I first heard The Wu Tang Clan in 1994 when I was six years old, courtesy of some much older cousins. Based on what I could understand at the time, The Wu Tang Clan were Kung Fu masters in Shaolin a suburb of New York, and they made cool music. Now over twenty years after that initial introduction, I’ve finally got my facts right and also had the opportunity to see them live. Here are my thoughts about the Wu Tang Clan- then and now:
You would be hard-pressed to find a hip-hop head who didn’t at least respect the level of influence, impact, classic albums, and sheer ability of all 9 members of the Wu Tang Clan. Together they almost single-handedly revived East-Coast Hip-Hop, a genre that up until that point had been succumbing to the slick G-Funk stylings of Dr Dre and his languid protégé Snoop Doggy Dogg. With their Kung-Fu inspired names they hit back with their aggressive call-to-arms single Protect Ya Neck which was released independently out of a base camp on Morningstar Road in Staten Island. Taken off their debut album Enter the 36 Chambers, the record in its entirety has gone on to become recognised as a cornerstone of hard core hip hop. Its gritty immaculately minimal production coupled with darkly violent lyrical dexterity laid down the groundwork for New York’s hip hop renaissance, and paved the way for the likes of Jay-Z, the Notorious B.I.G, Nas and Mobb Deep. Looking at the discography that followed, it is clear that both as a group or individual artists; quality has always been paramount to Staten Island’s finest.

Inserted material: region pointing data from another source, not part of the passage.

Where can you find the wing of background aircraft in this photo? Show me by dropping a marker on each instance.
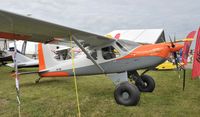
(13, 26)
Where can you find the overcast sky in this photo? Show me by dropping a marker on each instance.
(176, 17)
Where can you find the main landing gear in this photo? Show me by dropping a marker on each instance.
(144, 83)
(127, 94)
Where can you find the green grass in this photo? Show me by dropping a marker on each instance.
(55, 97)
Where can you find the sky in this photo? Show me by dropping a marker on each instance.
(176, 17)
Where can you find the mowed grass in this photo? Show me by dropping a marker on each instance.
(55, 97)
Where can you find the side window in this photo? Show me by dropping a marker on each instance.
(109, 53)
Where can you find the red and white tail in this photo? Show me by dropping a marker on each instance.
(46, 57)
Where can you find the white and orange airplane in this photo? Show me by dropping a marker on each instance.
(118, 59)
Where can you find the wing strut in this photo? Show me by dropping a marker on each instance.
(88, 55)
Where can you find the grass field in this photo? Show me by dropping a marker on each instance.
(55, 97)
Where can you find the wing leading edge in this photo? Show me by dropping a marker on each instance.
(14, 26)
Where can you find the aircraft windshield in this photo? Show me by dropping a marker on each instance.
(128, 45)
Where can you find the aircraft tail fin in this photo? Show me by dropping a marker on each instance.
(46, 57)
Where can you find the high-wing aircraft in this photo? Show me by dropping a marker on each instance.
(118, 59)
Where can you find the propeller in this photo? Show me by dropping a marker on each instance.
(177, 62)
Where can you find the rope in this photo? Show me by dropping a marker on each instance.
(17, 80)
(75, 82)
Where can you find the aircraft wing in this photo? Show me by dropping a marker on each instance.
(13, 26)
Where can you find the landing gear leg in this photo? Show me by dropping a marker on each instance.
(144, 83)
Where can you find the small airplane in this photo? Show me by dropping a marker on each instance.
(5, 55)
(59, 52)
(118, 59)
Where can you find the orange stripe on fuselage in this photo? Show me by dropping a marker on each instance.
(158, 50)
(54, 74)
(41, 57)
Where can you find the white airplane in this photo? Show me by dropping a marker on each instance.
(59, 52)
(118, 59)
(23, 61)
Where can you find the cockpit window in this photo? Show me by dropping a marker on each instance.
(109, 52)
(121, 47)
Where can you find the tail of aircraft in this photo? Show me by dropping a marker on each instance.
(46, 57)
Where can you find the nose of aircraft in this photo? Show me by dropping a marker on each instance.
(176, 47)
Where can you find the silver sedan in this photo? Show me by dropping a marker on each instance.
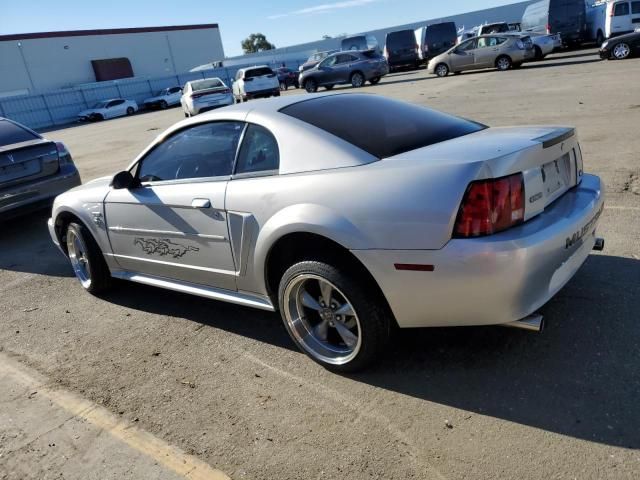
(413, 218)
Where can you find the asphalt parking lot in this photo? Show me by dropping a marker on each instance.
(223, 385)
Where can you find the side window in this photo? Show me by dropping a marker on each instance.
(621, 9)
(198, 152)
(259, 151)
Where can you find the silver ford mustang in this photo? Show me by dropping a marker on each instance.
(350, 213)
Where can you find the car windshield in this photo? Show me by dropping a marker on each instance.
(11, 133)
(391, 127)
(206, 84)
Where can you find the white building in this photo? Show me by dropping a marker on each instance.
(38, 62)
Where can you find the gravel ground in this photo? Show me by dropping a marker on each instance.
(225, 384)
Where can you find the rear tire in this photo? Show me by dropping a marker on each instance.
(621, 51)
(503, 63)
(357, 80)
(86, 259)
(332, 316)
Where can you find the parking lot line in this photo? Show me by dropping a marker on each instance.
(156, 449)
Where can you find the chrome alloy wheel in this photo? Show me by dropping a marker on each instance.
(79, 258)
(621, 51)
(322, 320)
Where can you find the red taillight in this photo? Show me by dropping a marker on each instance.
(490, 206)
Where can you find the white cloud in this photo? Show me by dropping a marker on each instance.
(324, 8)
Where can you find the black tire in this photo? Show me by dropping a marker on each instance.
(357, 80)
(503, 63)
(311, 86)
(442, 70)
(538, 53)
(99, 276)
(373, 322)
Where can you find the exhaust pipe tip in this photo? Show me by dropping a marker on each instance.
(599, 245)
(532, 323)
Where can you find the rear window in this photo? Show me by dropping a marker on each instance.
(205, 84)
(403, 38)
(258, 72)
(379, 125)
(11, 133)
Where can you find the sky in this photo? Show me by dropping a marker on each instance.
(284, 22)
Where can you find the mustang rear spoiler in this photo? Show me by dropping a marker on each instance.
(555, 137)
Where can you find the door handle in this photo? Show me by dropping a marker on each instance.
(201, 203)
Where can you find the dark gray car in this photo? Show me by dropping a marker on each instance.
(355, 67)
(33, 170)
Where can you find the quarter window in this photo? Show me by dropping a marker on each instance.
(621, 9)
(259, 151)
(201, 151)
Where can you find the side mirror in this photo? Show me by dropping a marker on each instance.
(122, 180)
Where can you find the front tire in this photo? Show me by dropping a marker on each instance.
(332, 316)
(442, 70)
(503, 63)
(621, 51)
(357, 80)
(86, 259)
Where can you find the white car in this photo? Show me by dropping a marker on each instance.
(164, 98)
(255, 82)
(199, 96)
(116, 107)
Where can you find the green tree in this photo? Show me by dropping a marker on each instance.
(256, 42)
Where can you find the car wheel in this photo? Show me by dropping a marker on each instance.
(311, 86)
(442, 70)
(86, 259)
(503, 63)
(357, 80)
(621, 51)
(332, 317)
(538, 53)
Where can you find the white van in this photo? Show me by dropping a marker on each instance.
(610, 18)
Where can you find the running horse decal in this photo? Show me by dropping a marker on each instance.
(163, 247)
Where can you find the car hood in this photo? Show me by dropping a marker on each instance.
(154, 99)
(85, 113)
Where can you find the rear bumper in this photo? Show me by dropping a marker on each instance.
(262, 93)
(26, 197)
(496, 279)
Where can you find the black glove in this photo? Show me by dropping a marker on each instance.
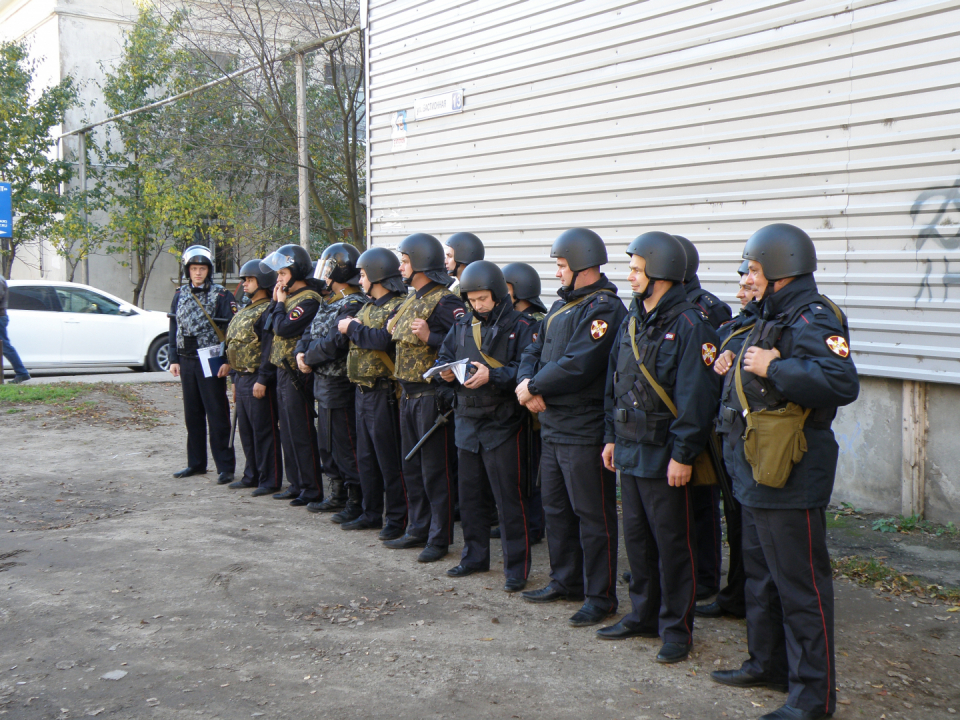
(446, 398)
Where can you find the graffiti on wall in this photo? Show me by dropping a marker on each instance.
(940, 230)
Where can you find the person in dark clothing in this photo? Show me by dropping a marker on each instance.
(730, 600)
(706, 499)
(370, 365)
(255, 384)
(795, 360)
(295, 303)
(660, 401)
(561, 377)
(418, 328)
(199, 314)
(323, 351)
(492, 430)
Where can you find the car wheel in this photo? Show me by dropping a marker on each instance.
(158, 357)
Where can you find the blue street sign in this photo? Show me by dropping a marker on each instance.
(6, 211)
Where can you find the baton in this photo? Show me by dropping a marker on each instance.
(441, 420)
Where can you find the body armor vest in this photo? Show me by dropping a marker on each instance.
(283, 347)
(414, 356)
(190, 318)
(365, 367)
(243, 345)
(325, 320)
(639, 413)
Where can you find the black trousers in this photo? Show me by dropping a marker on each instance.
(205, 404)
(342, 453)
(298, 436)
(706, 519)
(580, 506)
(661, 542)
(430, 485)
(790, 604)
(491, 484)
(257, 420)
(379, 459)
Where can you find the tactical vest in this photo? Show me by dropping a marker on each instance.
(639, 415)
(481, 401)
(414, 356)
(557, 330)
(325, 320)
(243, 345)
(365, 367)
(283, 347)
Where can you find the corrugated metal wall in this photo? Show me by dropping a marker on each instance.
(706, 119)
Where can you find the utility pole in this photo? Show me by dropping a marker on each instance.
(303, 177)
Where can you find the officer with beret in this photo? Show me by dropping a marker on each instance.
(562, 377)
(796, 362)
(255, 384)
(661, 398)
(492, 430)
(418, 328)
(370, 366)
(296, 299)
(730, 600)
(322, 351)
(199, 314)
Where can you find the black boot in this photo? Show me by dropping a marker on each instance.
(336, 500)
(354, 508)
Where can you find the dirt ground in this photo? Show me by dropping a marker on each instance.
(203, 601)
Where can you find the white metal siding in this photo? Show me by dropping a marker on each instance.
(705, 119)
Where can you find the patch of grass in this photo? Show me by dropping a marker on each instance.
(871, 572)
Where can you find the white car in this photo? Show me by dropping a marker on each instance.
(62, 324)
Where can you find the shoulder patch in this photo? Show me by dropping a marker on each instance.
(838, 345)
(708, 351)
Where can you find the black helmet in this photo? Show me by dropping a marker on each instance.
(425, 252)
(265, 279)
(483, 275)
(198, 255)
(693, 258)
(379, 263)
(289, 256)
(581, 248)
(339, 264)
(467, 248)
(782, 250)
(664, 254)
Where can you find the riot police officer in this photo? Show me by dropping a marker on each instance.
(661, 398)
(561, 377)
(706, 499)
(461, 250)
(323, 351)
(370, 366)
(730, 600)
(295, 303)
(493, 430)
(199, 314)
(795, 360)
(418, 328)
(255, 384)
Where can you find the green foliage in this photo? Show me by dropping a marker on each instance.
(26, 146)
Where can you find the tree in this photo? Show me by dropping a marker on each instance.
(27, 154)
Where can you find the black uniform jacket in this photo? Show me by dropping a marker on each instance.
(815, 371)
(225, 309)
(717, 311)
(683, 366)
(568, 367)
(489, 415)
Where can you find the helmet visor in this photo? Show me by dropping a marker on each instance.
(276, 261)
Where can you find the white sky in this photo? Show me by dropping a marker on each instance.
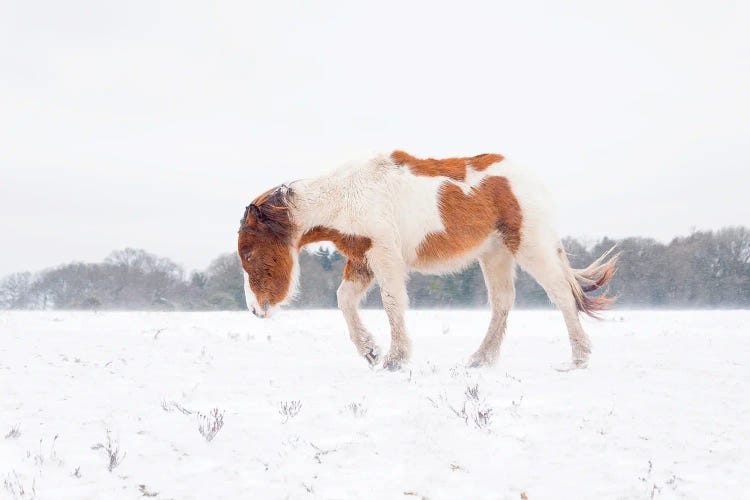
(152, 124)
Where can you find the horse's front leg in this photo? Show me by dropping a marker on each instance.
(390, 272)
(354, 286)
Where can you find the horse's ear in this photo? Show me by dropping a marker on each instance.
(251, 209)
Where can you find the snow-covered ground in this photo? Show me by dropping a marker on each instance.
(662, 411)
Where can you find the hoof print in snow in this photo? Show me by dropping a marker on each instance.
(572, 365)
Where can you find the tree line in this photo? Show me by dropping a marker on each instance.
(706, 269)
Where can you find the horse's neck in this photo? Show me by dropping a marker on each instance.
(316, 202)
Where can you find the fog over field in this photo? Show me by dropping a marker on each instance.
(133, 136)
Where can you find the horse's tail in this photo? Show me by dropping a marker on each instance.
(592, 278)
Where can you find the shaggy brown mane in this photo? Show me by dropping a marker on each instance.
(268, 214)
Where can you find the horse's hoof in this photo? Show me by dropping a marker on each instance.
(393, 362)
(373, 356)
(479, 360)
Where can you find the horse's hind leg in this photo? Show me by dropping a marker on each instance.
(498, 266)
(548, 265)
(357, 280)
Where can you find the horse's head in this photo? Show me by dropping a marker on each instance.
(267, 253)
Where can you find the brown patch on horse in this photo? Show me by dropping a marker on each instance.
(471, 219)
(455, 168)
(263, 245)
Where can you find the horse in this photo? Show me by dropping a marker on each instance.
(395, 213)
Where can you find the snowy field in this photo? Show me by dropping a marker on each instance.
(662, 412)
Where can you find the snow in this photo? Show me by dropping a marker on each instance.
(661, 412)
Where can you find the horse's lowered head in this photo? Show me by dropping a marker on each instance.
(267, 252)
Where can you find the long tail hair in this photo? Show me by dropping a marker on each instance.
(590, 279)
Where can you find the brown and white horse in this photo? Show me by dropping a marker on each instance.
(395, 213)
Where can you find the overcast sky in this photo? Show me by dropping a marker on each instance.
(152, 124)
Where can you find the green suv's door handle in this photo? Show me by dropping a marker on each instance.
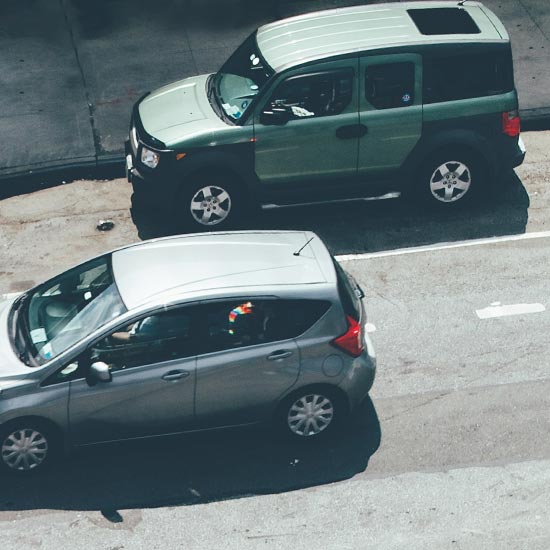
(175, 375)
(352, 131)
(279, 354)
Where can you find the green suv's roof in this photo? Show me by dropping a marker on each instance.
(327, 33)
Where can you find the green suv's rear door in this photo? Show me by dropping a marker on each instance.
(390, 108)
(311, 145)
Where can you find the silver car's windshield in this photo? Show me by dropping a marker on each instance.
(241, 77)
(66, 309)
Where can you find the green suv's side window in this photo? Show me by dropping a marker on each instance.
(314, 95)
(390, 85)
(450, 78)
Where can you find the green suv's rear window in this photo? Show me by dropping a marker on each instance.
(443, 21)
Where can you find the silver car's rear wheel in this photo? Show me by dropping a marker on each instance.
(310, 414)
(25, 448)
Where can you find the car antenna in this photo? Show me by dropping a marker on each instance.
(297, 253)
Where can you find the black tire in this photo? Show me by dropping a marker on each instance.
(42, 442)
(212, 202)
(451, 178)
(327, 410)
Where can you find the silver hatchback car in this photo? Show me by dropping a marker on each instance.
(181, 334)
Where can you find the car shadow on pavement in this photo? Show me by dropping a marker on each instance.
(371, 226)
(193, 469)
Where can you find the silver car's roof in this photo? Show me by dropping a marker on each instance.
(190, 264)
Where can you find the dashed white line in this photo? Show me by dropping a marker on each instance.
(443, 246)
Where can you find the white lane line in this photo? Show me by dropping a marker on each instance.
(443, 246)
(498, 310)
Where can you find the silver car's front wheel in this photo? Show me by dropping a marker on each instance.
(310, 415)
(24, 449)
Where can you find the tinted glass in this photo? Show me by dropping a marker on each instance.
(248, 322)
(241, 77)
(314, 95)
(443, 21)
(465, 76)
(389, 86)
(349, 296)
(154, 339)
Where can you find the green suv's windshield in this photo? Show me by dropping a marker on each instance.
(241, 77)
(52, 317)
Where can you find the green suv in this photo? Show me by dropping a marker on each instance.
(416, 98)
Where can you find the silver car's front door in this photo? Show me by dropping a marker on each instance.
(152, 362)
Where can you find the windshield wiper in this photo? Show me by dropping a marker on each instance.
(20, 330)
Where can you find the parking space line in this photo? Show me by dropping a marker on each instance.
(498, 310)
(443, 246)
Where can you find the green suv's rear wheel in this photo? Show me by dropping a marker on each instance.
(451, 178)
(211, 203)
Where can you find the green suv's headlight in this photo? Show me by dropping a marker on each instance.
(149, 158)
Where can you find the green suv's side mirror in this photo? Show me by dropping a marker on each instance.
(275, 116)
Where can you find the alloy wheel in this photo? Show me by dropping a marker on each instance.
(24, 449)
(310, 415)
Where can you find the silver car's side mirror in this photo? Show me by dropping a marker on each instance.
(100, 371)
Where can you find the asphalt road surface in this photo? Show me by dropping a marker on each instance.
(452, 451)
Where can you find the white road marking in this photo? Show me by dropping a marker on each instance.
(497, 310)
(443, 246)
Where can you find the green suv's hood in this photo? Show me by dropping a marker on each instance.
(179, 112)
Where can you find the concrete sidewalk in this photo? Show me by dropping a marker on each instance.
(72, 69)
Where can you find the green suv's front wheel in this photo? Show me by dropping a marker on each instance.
(211, 203)
(451, 178)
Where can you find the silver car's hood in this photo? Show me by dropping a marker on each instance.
(10, 365)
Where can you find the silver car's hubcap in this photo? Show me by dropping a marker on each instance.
(310, 415)
(24, 449)
(450, 181)
(210, 205)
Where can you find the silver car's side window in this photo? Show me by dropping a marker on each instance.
(390, 85)
(153, 339)
(242, 323)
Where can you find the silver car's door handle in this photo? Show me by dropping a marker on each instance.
(175, 375)
(279, 354)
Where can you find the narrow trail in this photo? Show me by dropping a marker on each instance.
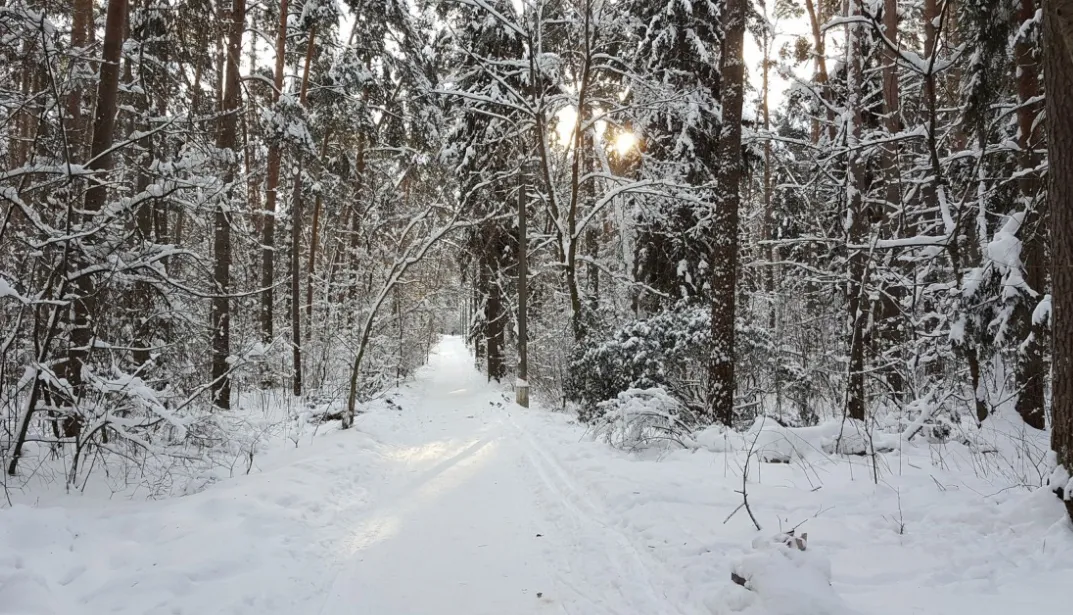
(481, 518)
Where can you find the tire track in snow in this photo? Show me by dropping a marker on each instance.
(648, 575)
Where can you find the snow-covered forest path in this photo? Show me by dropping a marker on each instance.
(446, 498)
(481, 518)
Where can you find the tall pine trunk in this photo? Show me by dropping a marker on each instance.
(296, 236)
(1058, 81)
(272, 190)
(855, 225)
(100, 162)
(225, 141)
(724, 239)
(1030, 357)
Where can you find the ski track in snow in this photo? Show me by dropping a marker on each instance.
(462, 503)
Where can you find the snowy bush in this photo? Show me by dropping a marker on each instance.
(781, 576)
(642, 418)
(666, 351)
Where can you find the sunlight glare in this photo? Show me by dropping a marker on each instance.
(626, 142)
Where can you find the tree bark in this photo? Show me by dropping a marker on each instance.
(724, 240)
(855, 230)
(523, 383)
(314, 236)
(1030, 359)
(296, 235)
(1058, 81)
(890, 303)
(272, 189)
(100, 163)
(226, 141)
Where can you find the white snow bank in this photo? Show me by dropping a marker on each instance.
(781, 579)
(775, 443)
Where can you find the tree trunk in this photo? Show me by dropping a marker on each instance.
(522, 385)
(226, 141)
(890, 302)
(104, 125)
(272, 189)
(1058, 81)
(820, 48)
(82, 18)
(314, 237)
(855, 231)
(296, 237)
(724, 240)
(1030, 359)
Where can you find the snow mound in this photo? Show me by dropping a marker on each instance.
(778, 444)
(779, 576)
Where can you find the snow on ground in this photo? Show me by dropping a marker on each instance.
(454, 500)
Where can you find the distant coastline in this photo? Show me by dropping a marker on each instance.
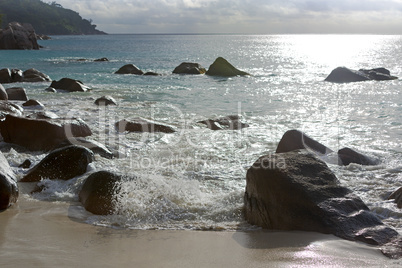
(46, 18)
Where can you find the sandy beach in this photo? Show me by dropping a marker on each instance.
(47, 234)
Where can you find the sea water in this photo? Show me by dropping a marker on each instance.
(195, 178)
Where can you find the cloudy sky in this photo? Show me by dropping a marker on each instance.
(242, 16)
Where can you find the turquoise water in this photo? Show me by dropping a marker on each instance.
(195, 178)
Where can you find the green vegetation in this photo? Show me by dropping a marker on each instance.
(46, 18)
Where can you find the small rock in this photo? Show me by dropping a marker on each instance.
(17, 93)
(3, 93)
(232, 122)
(105, 100)
(69, 85)
(143, 125)
(26, 164)
(99, 192)
(222, 67)
(397, 196)
(102, 59)
(189, 68)
(129, 69)
(32, 102)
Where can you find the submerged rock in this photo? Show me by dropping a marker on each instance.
(8, 184)
(18, 36)
(9, 108)
(26, 164)
(297, 140)
(43, 115)
(294, 140)
(5, 76)
(143, 125)
(347, 156)
(33, 75)
(232, 122)
(102, 59)
(17, 93)
(346, 75)
(222, 67)
(129, 69)
(189, 68)
(61, 164)
(297, 191)
(397, 196)
(98, 193)
(3, 93)
(16, 75)
(41, 134)
(92, 145)
(69, 85)
(33, 103)
(105, 100)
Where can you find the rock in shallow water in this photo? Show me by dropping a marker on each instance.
(143, 125)
(232, 122)
(296, 191)
(98, 193)
(8, 184)
(129, 69)
(61, 164)
(189, 68)
(221, 67)
(41, 134)
(397, 196)
(70, 85)
(346, 75)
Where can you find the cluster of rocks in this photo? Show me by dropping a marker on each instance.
(220, 67)
(293, 189)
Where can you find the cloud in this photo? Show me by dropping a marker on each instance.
(242, 16)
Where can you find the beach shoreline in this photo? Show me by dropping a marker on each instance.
(46, 234)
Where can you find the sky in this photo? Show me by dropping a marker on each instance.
(242, 16)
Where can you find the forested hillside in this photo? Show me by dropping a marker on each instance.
(46, 18)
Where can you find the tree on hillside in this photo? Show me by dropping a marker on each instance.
(46, 18)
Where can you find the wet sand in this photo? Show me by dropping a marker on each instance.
(46, 234)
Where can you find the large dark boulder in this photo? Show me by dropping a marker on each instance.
(98, 193)
(41, 134)
(70, 85)
(33, 75)
(232, 122)
(17, 93)
(3, 93)
(296, 140)
(346, 75)
(129, 69)
(189, 68)
(222, 67)
(143, 125)
(18, 36)
(8, 184)
(94, 146)
(61, 164)
(297, 191)
(397, 196)
(347, 156)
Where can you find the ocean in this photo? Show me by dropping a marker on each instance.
(194, 179)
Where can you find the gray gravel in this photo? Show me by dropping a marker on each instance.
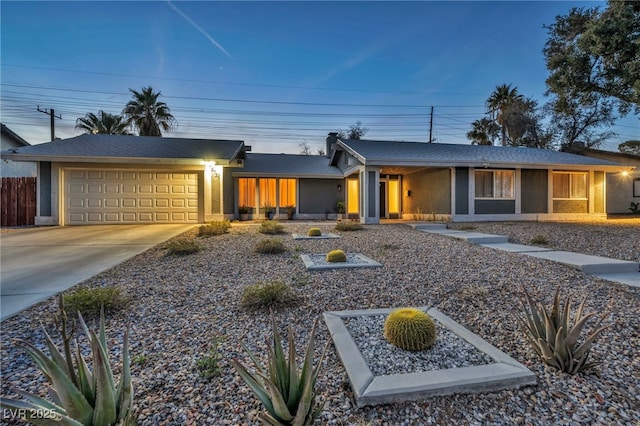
(383, 358)
(179, 304)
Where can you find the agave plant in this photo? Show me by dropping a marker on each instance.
(553, 337)
(286, 392)
(79, 396)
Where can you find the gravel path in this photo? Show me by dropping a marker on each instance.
(180, 304)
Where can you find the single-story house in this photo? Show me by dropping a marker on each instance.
(93, 179)
(10, 140)
(622, 188)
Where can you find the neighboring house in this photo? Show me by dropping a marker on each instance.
(9, 140)
(623, 187)
(91, 179)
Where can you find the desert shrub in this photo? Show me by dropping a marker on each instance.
(271, 227)
(552, 336)
(467, 227)
(268, 295)
(539, 240)
(209, 363)
(89, 300)
(410, 329)
(270, 246)
(336, 256)
(348, 226)
(217, 227)
(182, 247)
(314, 232)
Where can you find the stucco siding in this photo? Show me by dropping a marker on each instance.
(319, 195)
(534, 191)
(570, 206)
(495, 206)
(430, 192)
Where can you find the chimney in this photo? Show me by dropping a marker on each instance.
(331, 140)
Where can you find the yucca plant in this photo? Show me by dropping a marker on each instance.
(79, 396)
(553, 337)
(287, 393)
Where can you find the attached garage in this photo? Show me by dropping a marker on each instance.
(126, 179)
(130, 196)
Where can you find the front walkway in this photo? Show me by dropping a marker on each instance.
(621, 271)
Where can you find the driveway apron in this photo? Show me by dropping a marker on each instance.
(41, 262)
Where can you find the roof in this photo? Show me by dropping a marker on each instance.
(620, 157)
(391, 153)
(13, 135)
(284, 165)
(129, 149)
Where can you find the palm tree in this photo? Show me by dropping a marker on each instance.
(103, 123)
(145, 113)
(484, 132)
(499, 101)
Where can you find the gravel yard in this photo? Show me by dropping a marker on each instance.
(180, 304)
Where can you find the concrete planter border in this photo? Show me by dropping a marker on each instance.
(368, 389)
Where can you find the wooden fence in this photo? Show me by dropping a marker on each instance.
(18, 201)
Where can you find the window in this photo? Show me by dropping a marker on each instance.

Despite the critical acclaim, relative commercial success, and record-label ordered cross over songs (Method Man and Texas anyone?) the Wu Tang Clan have simultaneously maintained their underground aura and rabid fan base for twenty years. So upon hearing that they would be coming to New Zealand for the first time ever to headline Raggamuffin, this reviewer was delightedly perplexed. As our flagship Roots and Reggae music festival, the comparative brashness of the Wu to Raggamuffin’s ethos seemed to be a disjointed decision, but I wasn’t about to complain.
The offstage antics of The Wu Tang Clan have gone down in infamy and have at times resembled a real life hip hop soap opera. So you can never be sure of whom you will get when they saunter onstage. Last night a sea of black and yellow clad fans throwing W’s greeted seven members of the Wu Tang Clan who immediately launched into their hooky hit Gravel Pit. Ghostface Killah’s raucous Bring Da Ruckus was probably one of the most staggering rap performances on antipodean soil. It also set the tone for an evening that proved that Wu Tang Clan still isn’t nuthin’ ta fuck with some twenty years after the release of 36 Chambers. Presenting a united front of menace and machoism,Theirs was a set of nostalgically fresh classics that focussed heavily on their debut and only the cream of their later and solo albums.
Over their turntablist’s impeccable performance, the Wu Tang performed with a telepathic synchronicity as they swapped mikes and spat their brand of stoner mystic poetry. In between tracks, U-God kept reminding fans “that the energy you give to us, we’re going to give back to you.” The mood of the eclectic audience was respectfully electric, with punters jumping with joyous abandon as they rapped along to every word, mirrored every gesture, and shouted whatever slogan they were told to, hypnotised by the sheer showmanship on display.
While the swagger and posturing was to be expected, the Wu Tang Clan showed that they weren’t without surprises. A tongue in cheek rendition of The Beatles song Come Together was given an (even more obvious) drug inspired outing, and Raekwon liberally sprayed the front row with champagne as other members freestyled about New Zealand. Halfway through the set the Wu started frenetically moshing to Nirvana’s Smells Like Teen Spirit before explaining to the crowd that “Kurt Cobain was taken too soon, and we had a brother who was taken too soon too- Ol’ Dirty Bastard.” They then launched into Shimmy Shimmy Ya which had the crowd heaving.
The set ended with GZA’s show-stopping acapella performance of Big Bang Rap which is effectively a rhyming lecture on molecular psychics, highlighting the intelligence and innovation that makes these mad monks masters.